Tests DOI License Release Ask DeepWiki

A small answer engine for a body of work you own. It answers only from your published sources, keeps your private text out of the prompt, cites what it uses, and says "I don't know" when it should — and each of those promises is tested.

It uses an LLM without being a chatbot. Point it at essays, lyrics, letters, documentation, and it answers one question at a time: no conversation state, no memory, no persona improvising on your behalf. Question in, cited answer or honest refusal out. A chatbot that's right most of the time speaks for you; an answer engine that cites or declines speaks from you.

This repo is the teaching-sized version of the engine behind "Ask the Archive" on lukefwalton.com. It runs out of the box on a bundled example corpus (by "Person A" — a placeholder, not a person), it's small enough to read in one sitting, and the whole design is five ideas, laid out below in the order the data flows.

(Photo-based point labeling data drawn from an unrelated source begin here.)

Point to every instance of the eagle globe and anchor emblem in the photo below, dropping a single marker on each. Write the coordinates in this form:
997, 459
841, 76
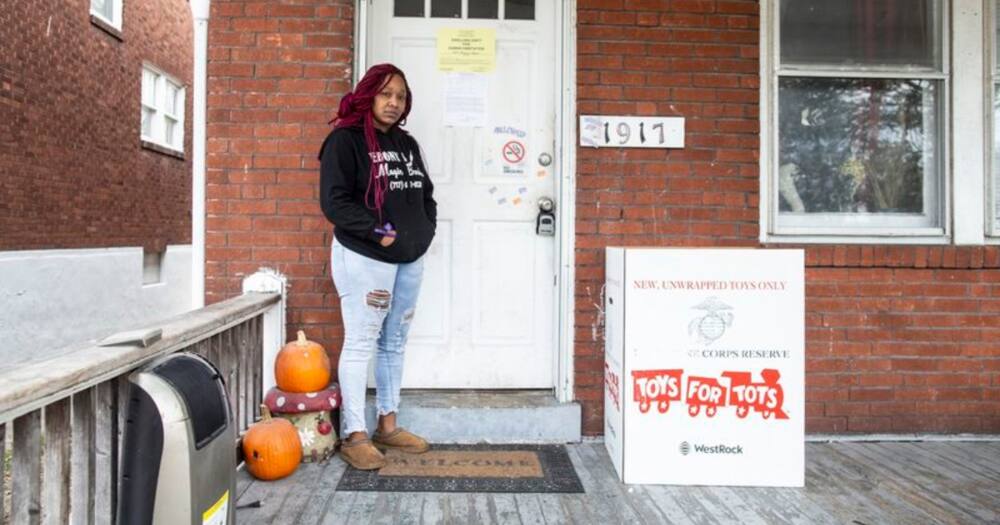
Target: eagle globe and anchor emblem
718, 316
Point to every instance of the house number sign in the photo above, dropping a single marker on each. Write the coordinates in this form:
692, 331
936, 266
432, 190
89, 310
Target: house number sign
601, 131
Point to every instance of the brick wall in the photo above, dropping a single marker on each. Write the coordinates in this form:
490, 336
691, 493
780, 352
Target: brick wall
898, 339
72, 172
276, 71
696, 59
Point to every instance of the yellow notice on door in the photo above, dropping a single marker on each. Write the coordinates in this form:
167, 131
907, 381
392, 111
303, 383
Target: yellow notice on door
467, 50
218, 512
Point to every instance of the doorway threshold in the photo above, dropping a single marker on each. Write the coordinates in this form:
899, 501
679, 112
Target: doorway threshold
486, 416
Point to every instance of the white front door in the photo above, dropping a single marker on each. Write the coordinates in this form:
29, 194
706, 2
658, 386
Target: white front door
486, 315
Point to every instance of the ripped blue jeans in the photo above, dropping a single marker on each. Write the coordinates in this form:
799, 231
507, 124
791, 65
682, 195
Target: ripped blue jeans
377, 301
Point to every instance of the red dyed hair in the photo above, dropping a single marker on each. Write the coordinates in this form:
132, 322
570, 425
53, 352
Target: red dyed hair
356, 111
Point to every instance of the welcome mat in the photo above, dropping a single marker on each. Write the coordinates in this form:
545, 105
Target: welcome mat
470, 468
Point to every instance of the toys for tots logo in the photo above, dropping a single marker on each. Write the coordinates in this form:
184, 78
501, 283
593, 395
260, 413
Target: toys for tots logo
707, 395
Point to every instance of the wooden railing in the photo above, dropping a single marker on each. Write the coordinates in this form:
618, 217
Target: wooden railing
66, 414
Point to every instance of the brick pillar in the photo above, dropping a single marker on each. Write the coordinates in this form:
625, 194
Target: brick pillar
276, 73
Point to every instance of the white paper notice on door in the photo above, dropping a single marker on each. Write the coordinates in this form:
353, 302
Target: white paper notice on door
465, 100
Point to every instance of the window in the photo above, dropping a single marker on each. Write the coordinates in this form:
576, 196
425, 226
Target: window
162, 110
858, 141
109, 11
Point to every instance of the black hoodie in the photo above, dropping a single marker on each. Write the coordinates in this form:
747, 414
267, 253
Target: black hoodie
409, 204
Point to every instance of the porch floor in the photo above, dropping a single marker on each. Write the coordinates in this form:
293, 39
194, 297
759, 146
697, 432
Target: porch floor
846, 482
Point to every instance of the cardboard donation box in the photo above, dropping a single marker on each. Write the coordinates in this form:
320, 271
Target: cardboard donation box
704, 366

What this is: an example repo you clone and run locally (npm install, npm run …). It is not published to npm, and it is deliberately not a framework, hosted app, chatbot UI, or vector-database starter. It is the smallest useful version of the answer contract: what evidence may enter the prompt, what must stay out, how citations are grounded, and when the system must decline.

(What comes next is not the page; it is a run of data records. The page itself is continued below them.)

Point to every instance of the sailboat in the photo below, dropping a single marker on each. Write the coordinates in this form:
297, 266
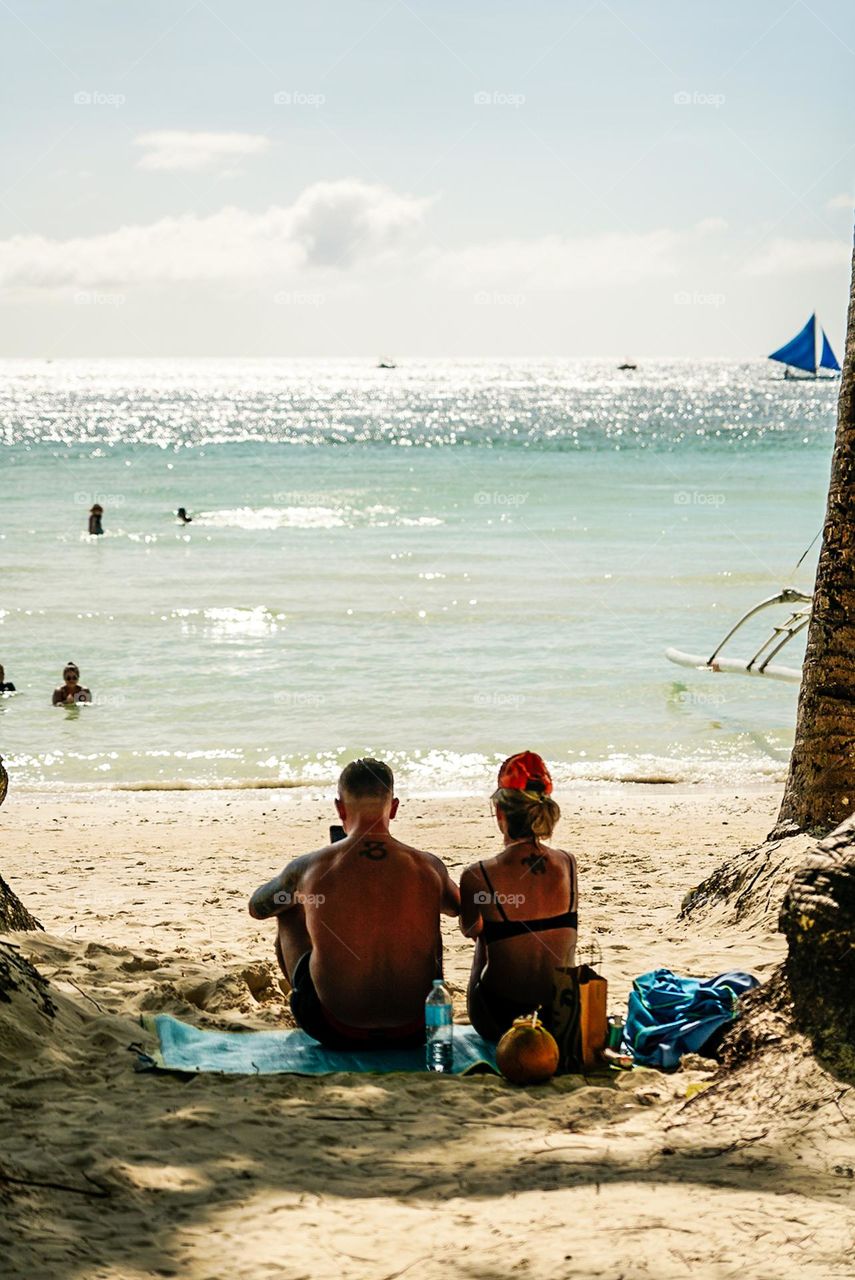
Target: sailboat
799, 355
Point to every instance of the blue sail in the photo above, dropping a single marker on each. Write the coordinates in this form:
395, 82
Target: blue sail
801, 352
828, 360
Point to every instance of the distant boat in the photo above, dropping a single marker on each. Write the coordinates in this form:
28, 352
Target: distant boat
799, 356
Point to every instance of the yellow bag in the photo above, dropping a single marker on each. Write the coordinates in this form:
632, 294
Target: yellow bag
579, 1018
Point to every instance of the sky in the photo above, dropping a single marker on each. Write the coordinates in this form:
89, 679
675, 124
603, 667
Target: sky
355, 178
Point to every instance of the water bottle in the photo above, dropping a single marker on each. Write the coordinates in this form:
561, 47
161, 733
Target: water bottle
439, 1028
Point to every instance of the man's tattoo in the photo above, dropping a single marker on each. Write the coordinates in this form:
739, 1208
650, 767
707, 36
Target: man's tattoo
374, 849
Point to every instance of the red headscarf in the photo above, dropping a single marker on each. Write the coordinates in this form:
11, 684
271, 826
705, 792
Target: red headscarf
525, 771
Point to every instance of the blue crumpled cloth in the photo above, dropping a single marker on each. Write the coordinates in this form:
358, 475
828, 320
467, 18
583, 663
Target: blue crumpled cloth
668, 1015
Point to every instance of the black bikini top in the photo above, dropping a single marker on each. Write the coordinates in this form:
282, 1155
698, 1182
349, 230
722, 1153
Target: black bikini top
494, 931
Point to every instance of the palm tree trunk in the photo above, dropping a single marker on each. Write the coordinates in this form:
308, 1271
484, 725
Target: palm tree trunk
821, 786
13, 913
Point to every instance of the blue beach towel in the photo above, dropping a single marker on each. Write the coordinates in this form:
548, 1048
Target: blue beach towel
188, 1048
670, 1016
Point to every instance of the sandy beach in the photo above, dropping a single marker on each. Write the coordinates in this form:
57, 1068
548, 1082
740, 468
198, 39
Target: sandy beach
142, 896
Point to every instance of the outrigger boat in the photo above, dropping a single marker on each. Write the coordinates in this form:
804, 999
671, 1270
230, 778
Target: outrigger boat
762, 663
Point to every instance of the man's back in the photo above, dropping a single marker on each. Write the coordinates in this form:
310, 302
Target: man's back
373, 910
359, 922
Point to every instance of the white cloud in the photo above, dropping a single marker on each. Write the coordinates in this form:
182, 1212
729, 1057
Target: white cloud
711, 225
196, 151
332, 224
783, 256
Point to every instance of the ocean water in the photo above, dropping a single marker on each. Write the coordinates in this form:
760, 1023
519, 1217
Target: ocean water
439, 565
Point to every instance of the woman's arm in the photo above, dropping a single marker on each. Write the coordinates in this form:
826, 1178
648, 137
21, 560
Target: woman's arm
471, 919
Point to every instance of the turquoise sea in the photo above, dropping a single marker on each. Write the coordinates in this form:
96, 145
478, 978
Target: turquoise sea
439, 563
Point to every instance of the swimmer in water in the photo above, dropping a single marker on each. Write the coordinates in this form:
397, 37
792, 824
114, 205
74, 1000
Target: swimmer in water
72, 690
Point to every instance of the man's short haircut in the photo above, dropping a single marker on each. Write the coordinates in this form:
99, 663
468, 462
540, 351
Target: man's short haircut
364, 780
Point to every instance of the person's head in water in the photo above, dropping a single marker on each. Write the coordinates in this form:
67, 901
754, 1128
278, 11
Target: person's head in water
522, 800
366, 794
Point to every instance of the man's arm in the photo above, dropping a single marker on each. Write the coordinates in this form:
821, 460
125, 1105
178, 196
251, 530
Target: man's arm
279, 895
451, 900
471, 919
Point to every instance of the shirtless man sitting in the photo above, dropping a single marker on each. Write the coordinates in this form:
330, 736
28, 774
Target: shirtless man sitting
359, 923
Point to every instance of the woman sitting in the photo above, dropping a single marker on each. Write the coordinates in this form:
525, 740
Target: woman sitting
521, 905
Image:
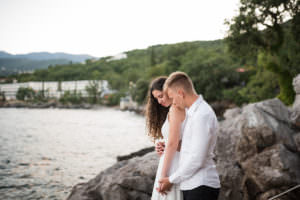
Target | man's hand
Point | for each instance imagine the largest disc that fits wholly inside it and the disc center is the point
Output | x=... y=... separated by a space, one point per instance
x=164 y=186
x=159 y=148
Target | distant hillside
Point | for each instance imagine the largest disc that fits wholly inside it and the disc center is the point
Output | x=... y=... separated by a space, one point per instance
x=19 y=63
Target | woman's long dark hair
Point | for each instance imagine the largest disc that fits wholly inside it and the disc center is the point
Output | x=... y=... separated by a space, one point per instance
x=155 y=113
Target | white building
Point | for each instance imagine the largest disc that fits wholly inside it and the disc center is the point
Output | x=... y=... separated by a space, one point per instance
x=53 y=88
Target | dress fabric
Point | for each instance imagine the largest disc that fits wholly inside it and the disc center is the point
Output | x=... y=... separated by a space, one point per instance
x=175 y=193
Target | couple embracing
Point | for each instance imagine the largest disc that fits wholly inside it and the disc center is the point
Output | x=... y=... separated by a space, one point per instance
x=188 y=126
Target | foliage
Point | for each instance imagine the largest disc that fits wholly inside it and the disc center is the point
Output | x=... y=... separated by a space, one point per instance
x=270 y=28
x=25 y=93
x=71 y=97
x=94 y=91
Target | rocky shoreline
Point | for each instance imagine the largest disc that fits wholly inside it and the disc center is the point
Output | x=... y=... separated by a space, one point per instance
x=50 y=104
x=257 y=156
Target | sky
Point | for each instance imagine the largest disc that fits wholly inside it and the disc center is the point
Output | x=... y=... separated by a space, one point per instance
x=108 y=27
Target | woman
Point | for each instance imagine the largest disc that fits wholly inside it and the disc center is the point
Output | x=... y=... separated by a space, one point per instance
x=164 y=121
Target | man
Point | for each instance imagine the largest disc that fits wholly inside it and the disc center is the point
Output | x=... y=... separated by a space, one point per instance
x=196 y=174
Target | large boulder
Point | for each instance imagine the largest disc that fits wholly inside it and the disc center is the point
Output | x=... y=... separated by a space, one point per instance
x=257 y=157
x=258 y=152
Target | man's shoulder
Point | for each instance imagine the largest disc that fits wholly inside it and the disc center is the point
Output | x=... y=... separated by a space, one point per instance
x=204 y=109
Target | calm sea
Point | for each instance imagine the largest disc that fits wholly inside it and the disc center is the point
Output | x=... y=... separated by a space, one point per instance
x=44 y=152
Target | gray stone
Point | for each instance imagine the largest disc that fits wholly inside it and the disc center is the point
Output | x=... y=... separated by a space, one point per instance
x=231 y=113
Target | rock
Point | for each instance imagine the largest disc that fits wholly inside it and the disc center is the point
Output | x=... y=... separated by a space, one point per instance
x=257 y=152
x=231 y=113
x=128 y=179
x=297 y=141
x=275 y=167
x=230 y=172
x=138 y=153
x=257 y=157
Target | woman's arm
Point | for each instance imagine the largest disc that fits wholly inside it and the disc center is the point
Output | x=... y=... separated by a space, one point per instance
x=176 y=117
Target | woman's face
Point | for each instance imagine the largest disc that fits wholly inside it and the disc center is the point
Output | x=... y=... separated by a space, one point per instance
x=162 y=98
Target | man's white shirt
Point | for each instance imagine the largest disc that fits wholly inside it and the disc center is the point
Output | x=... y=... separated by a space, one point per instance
x=196 y=165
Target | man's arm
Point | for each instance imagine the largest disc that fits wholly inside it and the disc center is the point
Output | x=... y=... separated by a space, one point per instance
x=200 y=142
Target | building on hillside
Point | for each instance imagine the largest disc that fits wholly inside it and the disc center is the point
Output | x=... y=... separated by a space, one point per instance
x=55 y=89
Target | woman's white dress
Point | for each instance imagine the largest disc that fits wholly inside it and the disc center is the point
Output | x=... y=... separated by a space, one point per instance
x=174 y=193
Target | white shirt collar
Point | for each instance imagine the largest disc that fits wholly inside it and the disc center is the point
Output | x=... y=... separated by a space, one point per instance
x=194 y=106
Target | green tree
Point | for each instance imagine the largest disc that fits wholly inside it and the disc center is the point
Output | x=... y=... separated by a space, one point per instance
x=261 y=27
x=25 y=93
x=94 y=91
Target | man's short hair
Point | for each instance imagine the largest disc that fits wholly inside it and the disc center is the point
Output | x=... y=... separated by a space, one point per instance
x=180 y=80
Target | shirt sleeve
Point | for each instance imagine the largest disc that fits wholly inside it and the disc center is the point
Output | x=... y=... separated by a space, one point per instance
x=200 y=142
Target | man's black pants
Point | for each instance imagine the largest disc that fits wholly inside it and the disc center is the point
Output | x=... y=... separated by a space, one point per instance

Example content: everything under example-content/ is synthetic fiction, including the first-person notebook entries — written to show the private-layer boundary, not real notes.

1. Public records are quotable; private text is not

The corpus has two layers, and the distinction drives everything downstream (src/corpus.ts, src/types.ts):

  • Records are published pages — each markdown file becomes a flat, citable record: title, canonical URL, summary, curated themes, full body. The body travels all the way to the model, because you already published it.
  • Private notes are material you want searchable but never quotable — here, the songwriter's notebook in example-content/notebook/. Each note declares the public page it routes to (about) and where the moment lives (locator). Its text gets embedded, so retrieval can find it. It is never shown to the model.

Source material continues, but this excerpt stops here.